Sure, if all you do is WOT racing then go for a carb if you want, but what you're saying is that the multiple people running over 1000 HP and going a lot faster than you in street cars are doing it all wrong because they are running a FAST system or Megasquirt? Sorry, I just can't go for that.

You said you've tuned EFI systems using the EEC Tuner and the Tweecer, I know a little about those systems, I know people that have used them and then gone to standalones and the difference in tuning is night and day. It sounds to me like you've never worked with a real standalone EFI system. Ford's EEC series is decent and will make power, but the driveability really isn't all that great. I can't even begin to explain how much better my car runs on Megasquirt than on the factory computer system. Power delivery is perfectly smooth, I can tune AFR at any RPM and MAP point I want to get it just like I want.

And at 400 dollars for a wideband and Megasquirt kit combined, it costs about the same as a new carb and it's all inclusive. No ignition boxes to buy, no two step boxes, it does it all.

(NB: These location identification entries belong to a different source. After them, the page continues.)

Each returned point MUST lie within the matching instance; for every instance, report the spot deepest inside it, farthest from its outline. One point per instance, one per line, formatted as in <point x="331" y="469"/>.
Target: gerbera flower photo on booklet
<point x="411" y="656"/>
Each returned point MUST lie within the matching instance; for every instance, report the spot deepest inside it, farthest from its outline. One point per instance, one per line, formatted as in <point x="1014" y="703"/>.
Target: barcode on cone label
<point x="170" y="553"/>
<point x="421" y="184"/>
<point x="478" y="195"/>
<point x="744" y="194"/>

If you can't make more power on EFI then you don't know what you're doing with the EFI system. I've seen back to back tests just like you, except the results showed about the same power, but quite a bit more torque, it's been a while so I can't tell you exact numbers. The fact that a carb turbo setup is such a hassle to setup and tune tells me that carbs are inferior to fuel injection, maybe they work, but by their very nature they cannot flow as much air as a fuel injection system without massive driveability reduction. Like I said, in order for a carb to operate it must introduce a restriction (the venturi) to pull fuel in.

I'd rather spend my time under the hood putting on hot new parts, not playing with the carb.

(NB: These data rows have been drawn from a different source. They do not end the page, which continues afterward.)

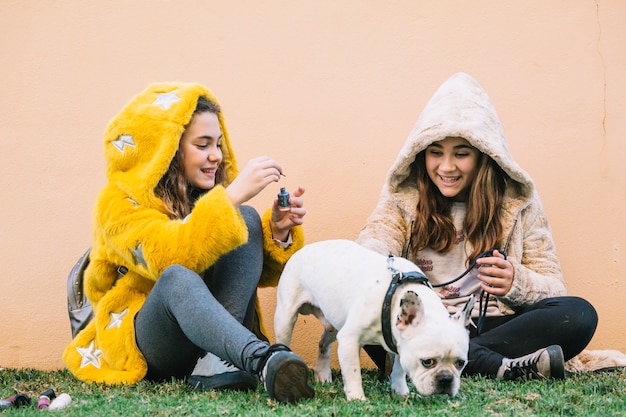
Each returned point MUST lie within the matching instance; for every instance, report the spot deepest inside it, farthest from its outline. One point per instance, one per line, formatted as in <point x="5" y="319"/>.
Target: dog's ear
<point x="411" y="310"/>
<point x="466" y="313"/>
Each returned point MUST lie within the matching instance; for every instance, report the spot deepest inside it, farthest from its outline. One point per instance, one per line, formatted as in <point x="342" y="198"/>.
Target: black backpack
<point x="79" y="307"/>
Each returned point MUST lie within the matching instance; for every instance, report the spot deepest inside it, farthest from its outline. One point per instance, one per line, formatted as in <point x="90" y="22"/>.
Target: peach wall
<point x="328" y="88"/>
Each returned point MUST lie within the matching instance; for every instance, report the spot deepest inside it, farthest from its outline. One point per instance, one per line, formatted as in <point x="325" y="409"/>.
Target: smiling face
<point x="451" y="165"/>
<point x="200" y="147"/>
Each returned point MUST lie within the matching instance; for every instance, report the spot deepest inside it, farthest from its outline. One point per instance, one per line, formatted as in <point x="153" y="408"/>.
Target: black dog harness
<point x="398" y="278"/>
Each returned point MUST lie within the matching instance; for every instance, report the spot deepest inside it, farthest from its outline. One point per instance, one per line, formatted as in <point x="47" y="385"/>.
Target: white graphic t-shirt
<point x="444" y="267"/>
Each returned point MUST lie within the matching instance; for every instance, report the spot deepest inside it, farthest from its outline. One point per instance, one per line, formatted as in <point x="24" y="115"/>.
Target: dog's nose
<point x="444" y="382"/>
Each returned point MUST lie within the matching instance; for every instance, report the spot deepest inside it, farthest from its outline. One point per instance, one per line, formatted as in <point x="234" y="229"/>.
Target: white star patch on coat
<point x="122" y="142"/>
<point x="165" y="100"/>
<point x="116" y="319"/>
<point x="91" y="355"/>
<point x="138" y="255"/>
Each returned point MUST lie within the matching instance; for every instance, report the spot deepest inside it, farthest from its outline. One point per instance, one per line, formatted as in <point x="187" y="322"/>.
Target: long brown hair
<point x="173" y="188"/>
<point x="434" y="227"/>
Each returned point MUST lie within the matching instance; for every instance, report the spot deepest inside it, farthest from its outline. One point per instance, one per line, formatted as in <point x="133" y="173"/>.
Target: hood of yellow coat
<point x="142" y="140"/>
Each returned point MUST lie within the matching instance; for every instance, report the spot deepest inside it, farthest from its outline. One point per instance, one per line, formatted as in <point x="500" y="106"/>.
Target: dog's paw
<point x="325" y="376"/>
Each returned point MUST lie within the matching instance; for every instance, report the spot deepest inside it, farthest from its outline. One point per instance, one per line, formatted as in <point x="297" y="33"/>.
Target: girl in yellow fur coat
<point x="177" y="258"/>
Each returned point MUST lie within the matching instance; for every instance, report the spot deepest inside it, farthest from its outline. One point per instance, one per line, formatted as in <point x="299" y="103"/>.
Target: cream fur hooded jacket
<point x="132" y="230"/>
<point x="461" y="108"/>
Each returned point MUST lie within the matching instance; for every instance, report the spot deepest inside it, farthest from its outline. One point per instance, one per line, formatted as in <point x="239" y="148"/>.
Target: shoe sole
<point x="557" y="362"/>
<point x="227" y="381"/>
<point x="290" y="382"/>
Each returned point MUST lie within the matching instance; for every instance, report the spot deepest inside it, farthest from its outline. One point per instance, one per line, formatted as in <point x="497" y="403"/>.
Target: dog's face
<point x="432" y="348"/>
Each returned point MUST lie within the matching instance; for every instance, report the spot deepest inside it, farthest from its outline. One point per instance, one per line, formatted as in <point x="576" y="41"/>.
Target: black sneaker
<point x="544" y="363"/>
<point x="285" y="376"/>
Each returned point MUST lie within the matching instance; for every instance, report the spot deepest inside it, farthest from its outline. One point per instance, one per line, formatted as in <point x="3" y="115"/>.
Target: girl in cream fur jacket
<point x="454" y="192"/>
<point x="176" y="258"/>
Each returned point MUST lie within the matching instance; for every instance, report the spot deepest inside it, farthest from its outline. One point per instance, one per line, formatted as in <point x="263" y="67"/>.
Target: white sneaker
<point x="213" y="373"/>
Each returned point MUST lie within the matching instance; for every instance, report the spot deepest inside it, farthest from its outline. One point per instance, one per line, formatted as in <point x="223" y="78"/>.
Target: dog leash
<point x="482" y="309"/>
<point x="397" y="278"/>
<point x="415" y="276"/>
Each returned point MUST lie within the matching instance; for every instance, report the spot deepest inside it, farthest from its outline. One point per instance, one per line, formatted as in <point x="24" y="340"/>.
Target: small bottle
<point x="45" y="398"/>
<point x="17" y="400"/>
<point x="62" y="401"/>
<point x="283" y="200"/>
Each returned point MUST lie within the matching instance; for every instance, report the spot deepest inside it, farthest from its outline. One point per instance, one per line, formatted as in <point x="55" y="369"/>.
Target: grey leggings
<point x="186" y="315"/>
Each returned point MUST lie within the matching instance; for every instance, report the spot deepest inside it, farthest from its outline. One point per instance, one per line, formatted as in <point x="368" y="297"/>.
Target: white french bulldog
<point x="344" y="285"/>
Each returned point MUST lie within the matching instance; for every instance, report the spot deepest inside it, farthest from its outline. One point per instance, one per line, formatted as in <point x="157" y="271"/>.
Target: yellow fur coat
<point x="132" y="230"/>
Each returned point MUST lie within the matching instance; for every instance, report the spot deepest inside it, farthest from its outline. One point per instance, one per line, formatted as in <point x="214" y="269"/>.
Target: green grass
<point x="598" y="394"/>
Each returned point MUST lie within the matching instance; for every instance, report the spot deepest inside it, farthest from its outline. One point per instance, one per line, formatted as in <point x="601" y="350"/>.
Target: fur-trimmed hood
<point x="459" y="108"/>
<point x="141" y="141"/>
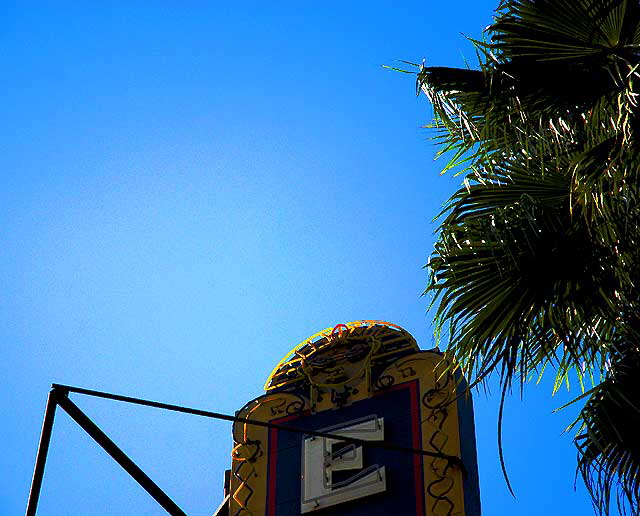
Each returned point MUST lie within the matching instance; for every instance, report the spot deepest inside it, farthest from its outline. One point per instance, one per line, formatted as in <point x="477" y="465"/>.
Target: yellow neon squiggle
<point x="327" y="333"/>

P.S.: Let's not forget the difference between peak HP and torque and average HP and torque. Just because someone makes 20 more HP or more torque or something like that, means nothing because it's the peak of the curve. What you have to look at is the area under the whole curve.

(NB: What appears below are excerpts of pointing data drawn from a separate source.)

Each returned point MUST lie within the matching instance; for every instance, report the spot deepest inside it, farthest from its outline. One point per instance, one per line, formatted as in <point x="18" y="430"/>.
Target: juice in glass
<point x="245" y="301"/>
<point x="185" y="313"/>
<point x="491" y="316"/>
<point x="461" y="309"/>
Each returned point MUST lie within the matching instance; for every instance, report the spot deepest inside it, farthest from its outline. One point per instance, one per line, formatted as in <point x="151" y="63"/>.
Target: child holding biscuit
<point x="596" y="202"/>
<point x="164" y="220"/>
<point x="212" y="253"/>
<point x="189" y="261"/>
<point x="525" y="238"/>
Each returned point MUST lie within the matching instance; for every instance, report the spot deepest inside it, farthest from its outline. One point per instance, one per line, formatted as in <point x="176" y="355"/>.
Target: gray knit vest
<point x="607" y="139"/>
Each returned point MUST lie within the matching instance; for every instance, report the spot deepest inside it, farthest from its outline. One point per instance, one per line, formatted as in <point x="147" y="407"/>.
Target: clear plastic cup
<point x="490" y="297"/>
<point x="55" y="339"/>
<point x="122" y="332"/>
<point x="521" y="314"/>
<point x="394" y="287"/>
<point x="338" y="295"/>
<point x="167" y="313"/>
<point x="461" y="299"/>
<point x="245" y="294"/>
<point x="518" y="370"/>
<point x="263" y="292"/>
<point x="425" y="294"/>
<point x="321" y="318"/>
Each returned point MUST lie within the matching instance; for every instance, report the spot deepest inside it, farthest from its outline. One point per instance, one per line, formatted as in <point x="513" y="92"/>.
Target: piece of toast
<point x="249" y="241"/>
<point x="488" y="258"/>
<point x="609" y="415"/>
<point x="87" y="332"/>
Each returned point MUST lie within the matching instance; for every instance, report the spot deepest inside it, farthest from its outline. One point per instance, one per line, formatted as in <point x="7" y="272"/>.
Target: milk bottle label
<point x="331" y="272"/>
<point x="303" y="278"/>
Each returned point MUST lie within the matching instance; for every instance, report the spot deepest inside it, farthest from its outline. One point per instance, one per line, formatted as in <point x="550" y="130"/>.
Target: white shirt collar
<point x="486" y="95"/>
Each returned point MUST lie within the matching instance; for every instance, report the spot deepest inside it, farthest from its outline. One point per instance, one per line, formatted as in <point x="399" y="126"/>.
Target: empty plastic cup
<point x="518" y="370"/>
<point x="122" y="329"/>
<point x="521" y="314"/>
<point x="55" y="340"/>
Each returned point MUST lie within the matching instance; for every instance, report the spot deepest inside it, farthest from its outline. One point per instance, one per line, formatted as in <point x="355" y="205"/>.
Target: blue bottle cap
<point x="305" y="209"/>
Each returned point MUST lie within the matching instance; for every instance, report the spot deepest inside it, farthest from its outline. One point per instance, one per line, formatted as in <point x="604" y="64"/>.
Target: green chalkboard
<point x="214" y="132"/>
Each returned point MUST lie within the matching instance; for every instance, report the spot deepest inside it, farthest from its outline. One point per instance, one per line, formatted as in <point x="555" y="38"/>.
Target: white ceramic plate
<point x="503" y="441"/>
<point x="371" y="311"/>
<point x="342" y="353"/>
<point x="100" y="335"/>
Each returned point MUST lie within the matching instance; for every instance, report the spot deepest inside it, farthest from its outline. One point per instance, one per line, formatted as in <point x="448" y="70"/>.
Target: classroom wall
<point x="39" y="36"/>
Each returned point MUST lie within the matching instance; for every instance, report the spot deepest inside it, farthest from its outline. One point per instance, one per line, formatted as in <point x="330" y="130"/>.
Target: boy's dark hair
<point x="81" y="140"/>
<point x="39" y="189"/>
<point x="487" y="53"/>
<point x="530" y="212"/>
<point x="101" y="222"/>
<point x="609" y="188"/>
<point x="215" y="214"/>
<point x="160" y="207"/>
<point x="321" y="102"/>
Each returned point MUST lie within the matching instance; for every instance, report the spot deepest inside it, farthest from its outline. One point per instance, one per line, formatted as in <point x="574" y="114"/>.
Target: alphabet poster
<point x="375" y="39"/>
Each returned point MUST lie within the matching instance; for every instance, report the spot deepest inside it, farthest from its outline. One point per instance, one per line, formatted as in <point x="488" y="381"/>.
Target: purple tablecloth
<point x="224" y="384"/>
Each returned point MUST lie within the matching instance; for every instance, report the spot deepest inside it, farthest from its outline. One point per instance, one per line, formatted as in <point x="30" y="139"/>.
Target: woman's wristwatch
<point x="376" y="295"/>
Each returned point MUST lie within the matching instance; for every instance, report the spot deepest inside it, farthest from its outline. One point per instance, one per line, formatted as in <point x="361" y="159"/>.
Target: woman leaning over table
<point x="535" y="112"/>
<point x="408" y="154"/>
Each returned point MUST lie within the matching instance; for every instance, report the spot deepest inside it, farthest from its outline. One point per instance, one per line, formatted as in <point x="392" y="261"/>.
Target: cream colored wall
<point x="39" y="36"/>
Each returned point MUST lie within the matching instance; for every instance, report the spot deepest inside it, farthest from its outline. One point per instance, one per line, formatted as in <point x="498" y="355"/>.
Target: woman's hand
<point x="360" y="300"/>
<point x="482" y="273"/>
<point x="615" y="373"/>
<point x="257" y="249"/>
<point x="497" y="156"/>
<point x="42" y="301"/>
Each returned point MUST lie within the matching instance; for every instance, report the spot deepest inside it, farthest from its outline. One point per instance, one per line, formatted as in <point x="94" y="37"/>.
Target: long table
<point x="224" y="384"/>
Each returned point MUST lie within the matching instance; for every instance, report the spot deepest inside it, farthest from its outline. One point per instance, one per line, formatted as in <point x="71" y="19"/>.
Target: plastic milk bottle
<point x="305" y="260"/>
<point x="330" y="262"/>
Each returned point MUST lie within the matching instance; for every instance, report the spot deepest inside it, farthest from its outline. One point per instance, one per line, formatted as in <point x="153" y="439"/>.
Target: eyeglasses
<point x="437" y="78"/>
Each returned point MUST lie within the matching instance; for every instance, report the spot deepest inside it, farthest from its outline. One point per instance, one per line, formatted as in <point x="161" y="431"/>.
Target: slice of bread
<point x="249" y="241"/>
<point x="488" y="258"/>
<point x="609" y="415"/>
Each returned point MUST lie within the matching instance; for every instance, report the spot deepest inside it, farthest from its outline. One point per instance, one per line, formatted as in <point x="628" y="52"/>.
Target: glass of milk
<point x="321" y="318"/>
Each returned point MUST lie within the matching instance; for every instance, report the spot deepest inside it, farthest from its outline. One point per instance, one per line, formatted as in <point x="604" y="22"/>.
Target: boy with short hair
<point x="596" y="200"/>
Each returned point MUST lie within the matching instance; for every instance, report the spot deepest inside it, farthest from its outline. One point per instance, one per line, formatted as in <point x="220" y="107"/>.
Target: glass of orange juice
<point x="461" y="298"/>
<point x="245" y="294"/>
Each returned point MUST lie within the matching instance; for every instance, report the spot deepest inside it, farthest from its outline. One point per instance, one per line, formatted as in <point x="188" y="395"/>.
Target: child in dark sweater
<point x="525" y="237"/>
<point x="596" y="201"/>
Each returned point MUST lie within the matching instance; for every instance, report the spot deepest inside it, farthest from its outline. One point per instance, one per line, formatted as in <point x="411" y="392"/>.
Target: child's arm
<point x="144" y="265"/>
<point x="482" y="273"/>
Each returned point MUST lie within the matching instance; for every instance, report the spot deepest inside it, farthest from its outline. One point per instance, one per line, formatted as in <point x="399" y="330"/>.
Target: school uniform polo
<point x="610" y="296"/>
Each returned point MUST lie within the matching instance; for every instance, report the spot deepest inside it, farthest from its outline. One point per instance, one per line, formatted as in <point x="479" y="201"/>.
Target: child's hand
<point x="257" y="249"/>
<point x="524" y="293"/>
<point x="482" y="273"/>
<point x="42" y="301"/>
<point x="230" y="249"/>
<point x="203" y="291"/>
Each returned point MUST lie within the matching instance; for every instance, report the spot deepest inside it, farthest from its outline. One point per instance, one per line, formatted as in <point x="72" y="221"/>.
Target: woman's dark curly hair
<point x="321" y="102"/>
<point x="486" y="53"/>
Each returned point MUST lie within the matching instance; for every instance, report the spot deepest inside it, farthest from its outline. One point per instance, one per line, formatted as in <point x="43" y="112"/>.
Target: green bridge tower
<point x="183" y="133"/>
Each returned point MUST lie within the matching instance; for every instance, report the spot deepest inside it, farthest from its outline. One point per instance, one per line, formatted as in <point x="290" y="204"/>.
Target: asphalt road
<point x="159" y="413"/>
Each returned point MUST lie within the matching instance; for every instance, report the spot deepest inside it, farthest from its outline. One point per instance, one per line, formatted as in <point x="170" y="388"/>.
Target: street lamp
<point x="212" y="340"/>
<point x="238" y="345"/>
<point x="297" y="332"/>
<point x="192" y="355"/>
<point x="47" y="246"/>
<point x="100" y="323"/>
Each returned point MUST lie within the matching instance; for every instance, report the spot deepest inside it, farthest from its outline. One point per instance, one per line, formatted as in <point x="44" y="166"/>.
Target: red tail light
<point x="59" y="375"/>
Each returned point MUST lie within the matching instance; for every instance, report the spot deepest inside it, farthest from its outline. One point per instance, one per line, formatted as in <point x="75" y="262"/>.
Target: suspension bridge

P.P.S: No I was wrong! http://store.summitracing.com/partde...5&autoview=sku
600 dollars! With the rebate! Wow, IGBT technology, that's the same thing that's in my Megasquirt ECU, and this isn't even an ECU, they make it sound so crazy high-tech.
My MS does pretty much all of that stuff...plus fuel control and table switching blah blah blah.

And the individual timing feature, I'll admit that's pretty cool, if you actually have a way of determining which cylinder needs timing pulled, which is nearly impossible to figure out, plus you'll need a crank trigger for that feature, your distributor's just not gonna give the information needed to do individual cylinder timing control.

Last edited by John L.; Apr 6, 2006 at 11:35 AM.